Enantioselective Hydroxylation of Dihydrosilanes to Si‐Chiral Silanols Catalyzed by In Situ Generated Copper(II) Species

Catalytic enantioselective hydroxylation of prochiral dihydrosilanes with water is expected to be a highly efficient way to access Si‐chiral silanols, yet has remained unknown up to date. Herein, we describe a strategy for realizing this reaction: using an alkyl bromide as a single‐electron transfer (SET) oxidant for invoking CuII species and chiral multidentate anionic N,N,P‐ligands for effective enantiocontrol. The reaction readily provides a broad range of Si‐chiral silanols with high enantioselectivity and excellent functional group compatibility. In addition, we manifest the synthetic potential by establishing two synthetic schemes for transforming the obtained products into Si‐chiral compounds with high structural diversity.

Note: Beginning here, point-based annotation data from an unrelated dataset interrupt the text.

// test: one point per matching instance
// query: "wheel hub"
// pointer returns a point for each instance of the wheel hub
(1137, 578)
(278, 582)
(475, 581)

Our preliminary mechanistic studies support a mechanism involving SET for recruiting chiral CuII species as the active catalyst and its subsequent σ‐metathesis with dihydrosilanes. Copper(II)‐mediated σ‐metathesis with prochiral dihydrosilanes has been successfully leveraged to efficiently synthesize Si‐chiral silanols as well as many other related Si‐chiral skeletons. The reaction hinges on the continuous generation of catalytically active copper(II) species via single‐electron transfer oxidation of copper(I) by alkyl halides and the efficient stereocontrol with multidentate anionic N,N,P‐ligands.